All acts of urination in the story seem to be tinged with an air of the illicit or the gauche: Ennis relieving himself in the sink (suggesting gaucheness or laziness), the two lads letting loose on Brokeback (illustrating freedom from restraint), and Old Man Twist's humiliating inundation of his young son (an abusive act redolent of contempt and sexual sadism).

Front-Ranger:
From the story's prologue:

[Ennis] gets up, scratching the grey wedge of belly and pubic hair, shuffles to the gas burner, pours leftover coffee in a chipped enamel pan; the flame swathes it in blue. He turns on the tap and urinates in the sink, pulls on his shirt and jeans, his worn boots, stamping the heels against the floor to get them full on.

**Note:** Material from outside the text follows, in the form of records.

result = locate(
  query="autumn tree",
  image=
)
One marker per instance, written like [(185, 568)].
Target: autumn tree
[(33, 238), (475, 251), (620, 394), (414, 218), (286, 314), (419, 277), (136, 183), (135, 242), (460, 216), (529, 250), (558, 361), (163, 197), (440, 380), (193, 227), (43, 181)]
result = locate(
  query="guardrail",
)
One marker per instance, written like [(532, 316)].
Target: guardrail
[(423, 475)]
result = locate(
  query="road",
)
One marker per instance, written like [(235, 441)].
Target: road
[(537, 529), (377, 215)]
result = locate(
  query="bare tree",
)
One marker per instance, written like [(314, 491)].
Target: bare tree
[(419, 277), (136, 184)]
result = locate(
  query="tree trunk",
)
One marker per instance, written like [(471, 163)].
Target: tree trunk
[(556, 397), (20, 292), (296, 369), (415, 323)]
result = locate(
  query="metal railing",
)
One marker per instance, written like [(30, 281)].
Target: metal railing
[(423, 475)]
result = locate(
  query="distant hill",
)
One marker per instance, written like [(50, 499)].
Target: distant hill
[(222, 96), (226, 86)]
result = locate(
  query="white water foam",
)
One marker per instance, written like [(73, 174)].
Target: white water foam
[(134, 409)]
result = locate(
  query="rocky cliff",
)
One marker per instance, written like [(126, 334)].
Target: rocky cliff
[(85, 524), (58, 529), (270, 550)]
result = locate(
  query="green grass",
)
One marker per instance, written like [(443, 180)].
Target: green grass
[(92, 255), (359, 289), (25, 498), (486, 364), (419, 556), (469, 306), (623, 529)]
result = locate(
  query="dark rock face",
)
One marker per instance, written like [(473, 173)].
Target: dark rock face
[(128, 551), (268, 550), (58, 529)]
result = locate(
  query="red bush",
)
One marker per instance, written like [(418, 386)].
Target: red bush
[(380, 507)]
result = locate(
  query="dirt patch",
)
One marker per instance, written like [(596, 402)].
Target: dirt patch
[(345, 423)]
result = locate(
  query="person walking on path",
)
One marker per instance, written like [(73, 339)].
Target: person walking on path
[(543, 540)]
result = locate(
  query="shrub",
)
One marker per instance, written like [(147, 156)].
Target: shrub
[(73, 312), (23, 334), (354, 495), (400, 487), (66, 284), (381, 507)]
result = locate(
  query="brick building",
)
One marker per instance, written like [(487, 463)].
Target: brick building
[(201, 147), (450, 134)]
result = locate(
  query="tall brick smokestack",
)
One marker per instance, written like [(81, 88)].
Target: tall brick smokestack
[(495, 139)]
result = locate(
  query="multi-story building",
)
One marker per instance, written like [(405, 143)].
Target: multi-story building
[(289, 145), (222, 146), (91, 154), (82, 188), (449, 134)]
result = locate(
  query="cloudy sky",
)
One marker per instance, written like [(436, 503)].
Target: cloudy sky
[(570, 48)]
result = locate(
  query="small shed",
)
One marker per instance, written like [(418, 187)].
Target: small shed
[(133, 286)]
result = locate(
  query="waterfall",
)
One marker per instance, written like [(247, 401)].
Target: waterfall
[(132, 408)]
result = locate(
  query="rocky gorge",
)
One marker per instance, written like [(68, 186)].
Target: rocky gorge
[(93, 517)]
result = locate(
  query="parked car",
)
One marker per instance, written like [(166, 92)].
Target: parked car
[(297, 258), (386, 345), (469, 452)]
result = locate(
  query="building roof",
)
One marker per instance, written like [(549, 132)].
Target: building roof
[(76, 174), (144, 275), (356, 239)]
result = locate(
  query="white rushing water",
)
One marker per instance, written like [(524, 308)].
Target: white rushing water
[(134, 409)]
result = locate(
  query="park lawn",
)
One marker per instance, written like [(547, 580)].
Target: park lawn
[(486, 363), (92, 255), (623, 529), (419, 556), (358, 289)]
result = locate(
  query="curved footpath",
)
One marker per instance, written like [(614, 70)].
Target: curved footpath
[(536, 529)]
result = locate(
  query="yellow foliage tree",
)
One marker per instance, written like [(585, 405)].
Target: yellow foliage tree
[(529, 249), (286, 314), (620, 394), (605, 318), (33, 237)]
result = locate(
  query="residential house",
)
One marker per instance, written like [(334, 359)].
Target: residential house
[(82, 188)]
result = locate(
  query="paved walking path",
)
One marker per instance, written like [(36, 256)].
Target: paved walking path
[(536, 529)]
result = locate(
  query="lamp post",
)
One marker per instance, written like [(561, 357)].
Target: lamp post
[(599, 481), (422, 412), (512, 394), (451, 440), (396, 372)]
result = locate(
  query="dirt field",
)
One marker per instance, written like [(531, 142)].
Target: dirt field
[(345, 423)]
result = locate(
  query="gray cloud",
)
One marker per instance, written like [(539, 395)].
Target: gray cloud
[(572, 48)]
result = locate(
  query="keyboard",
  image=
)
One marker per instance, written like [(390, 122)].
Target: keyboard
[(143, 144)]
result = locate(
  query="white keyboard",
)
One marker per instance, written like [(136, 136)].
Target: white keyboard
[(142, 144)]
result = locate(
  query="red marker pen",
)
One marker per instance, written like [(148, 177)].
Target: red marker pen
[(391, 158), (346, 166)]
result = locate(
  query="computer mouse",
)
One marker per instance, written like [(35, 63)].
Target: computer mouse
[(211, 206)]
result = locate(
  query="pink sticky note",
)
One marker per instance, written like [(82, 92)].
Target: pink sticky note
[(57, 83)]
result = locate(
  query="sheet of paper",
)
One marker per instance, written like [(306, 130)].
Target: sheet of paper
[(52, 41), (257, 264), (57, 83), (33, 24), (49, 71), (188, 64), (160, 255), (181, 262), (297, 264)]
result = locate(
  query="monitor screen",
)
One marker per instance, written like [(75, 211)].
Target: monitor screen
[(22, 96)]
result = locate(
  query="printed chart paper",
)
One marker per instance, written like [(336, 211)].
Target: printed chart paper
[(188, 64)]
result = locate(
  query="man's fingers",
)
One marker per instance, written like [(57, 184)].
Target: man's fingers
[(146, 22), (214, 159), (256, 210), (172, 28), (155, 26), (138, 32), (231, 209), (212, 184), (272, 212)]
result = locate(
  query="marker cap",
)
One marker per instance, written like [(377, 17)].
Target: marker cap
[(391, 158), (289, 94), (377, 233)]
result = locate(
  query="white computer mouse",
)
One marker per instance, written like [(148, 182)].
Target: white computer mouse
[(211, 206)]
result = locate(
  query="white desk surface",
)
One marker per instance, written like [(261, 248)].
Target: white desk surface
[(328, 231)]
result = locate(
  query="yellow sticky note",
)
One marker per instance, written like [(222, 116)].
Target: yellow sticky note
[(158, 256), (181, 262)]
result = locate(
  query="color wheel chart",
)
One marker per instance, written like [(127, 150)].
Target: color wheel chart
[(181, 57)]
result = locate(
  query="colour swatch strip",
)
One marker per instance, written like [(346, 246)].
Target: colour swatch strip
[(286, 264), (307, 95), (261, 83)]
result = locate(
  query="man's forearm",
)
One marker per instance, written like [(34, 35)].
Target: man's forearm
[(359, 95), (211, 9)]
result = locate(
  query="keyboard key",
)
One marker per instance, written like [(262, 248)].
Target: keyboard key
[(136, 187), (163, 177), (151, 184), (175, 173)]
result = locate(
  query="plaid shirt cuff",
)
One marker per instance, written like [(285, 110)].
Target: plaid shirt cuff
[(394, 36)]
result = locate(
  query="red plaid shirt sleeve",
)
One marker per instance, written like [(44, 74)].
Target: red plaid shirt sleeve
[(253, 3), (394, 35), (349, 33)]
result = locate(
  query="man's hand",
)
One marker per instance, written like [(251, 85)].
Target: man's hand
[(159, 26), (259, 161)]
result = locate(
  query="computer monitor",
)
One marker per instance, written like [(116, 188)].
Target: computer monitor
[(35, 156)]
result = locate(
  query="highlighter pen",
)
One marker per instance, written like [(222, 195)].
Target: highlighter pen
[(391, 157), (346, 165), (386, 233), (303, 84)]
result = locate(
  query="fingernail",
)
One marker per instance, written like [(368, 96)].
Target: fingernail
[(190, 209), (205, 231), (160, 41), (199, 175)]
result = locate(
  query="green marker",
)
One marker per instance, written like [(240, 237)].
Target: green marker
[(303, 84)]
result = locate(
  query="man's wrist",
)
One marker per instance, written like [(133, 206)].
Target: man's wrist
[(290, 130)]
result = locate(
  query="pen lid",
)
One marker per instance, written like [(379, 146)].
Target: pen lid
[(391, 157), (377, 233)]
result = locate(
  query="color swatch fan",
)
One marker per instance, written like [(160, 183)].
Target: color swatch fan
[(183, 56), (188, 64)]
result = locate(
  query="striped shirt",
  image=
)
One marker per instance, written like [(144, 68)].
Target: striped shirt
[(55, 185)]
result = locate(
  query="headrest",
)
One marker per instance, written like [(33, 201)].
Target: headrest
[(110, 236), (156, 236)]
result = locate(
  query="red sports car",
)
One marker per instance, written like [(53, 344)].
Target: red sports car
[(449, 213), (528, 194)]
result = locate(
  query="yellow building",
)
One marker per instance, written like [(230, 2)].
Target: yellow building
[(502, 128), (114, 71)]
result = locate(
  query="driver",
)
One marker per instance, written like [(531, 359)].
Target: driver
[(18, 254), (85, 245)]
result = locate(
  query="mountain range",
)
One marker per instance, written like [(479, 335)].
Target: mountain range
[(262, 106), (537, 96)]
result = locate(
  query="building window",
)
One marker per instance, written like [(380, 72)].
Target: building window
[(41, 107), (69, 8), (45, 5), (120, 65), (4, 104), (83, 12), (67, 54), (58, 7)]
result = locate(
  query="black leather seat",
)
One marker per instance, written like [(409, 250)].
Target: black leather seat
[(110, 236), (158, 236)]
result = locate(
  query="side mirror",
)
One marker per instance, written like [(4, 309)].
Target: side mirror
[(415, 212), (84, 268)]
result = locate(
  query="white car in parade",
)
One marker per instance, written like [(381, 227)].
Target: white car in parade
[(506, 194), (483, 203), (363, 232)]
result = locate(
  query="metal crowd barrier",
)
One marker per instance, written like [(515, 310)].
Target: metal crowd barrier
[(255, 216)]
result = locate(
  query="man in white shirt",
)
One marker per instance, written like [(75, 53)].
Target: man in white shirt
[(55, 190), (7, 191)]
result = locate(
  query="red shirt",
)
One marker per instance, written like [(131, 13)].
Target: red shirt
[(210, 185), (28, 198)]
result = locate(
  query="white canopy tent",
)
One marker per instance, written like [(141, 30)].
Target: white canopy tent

This starts the story out on a depressing note. Ennis is a washed up guy who shuffles, settles for warmed over leftover coffee, pees in the sink, and hurriedly pulls on worn boots. The only thing that stands out here is the flame that swathes the coffee in its blue flame. Blue is a reminder of Jack, and the flame tells us that Ennis still carries the torch for Jack after all these years.

moremojo:

--- Quote from: Front-Ranger on February 14, 2007, 09:19:44 pm --- Ennis is a washed up guy who shuffles, settles for warmed over leftover coffee, pees in the sink, and hurriedly pulls on worn boots.
--- End quote ---
Notice how no mention is made of Ennis donning underwear or socks, just as years (decades) earlier, Jack noted their absence when Ennis undressed in preparation for bathing on Brokeback. This adds emphasis to Ennis's poverty throughout his life.
--- Quote from: Front-Ranger on February 14, 2007, 09:19:44 pm ---Blue is a reminder of Jack,...
--- End quote ---
Blue is very much associated with movie-Jack, but is the story's character specifically linked to this color? (I'm sorry, I don't have the short story in front of me, and cannot recall such this specific element right now).

HerrKaiser:
Obviously, the short story came first, and in spite of the author's endorsement of the screenplay, had Larry McMurtry not done his Hollywoodization and had Lee not selected two young, very attractive men to play the roles, I think the love affair the the film, and Ledger and Gyllenhall specifically, would be much less.

neither man was as the book described them to be physically, in terms of standard sex appeal. So, it is hard to compare such aspects from the story vs the screenplay, in my opinion.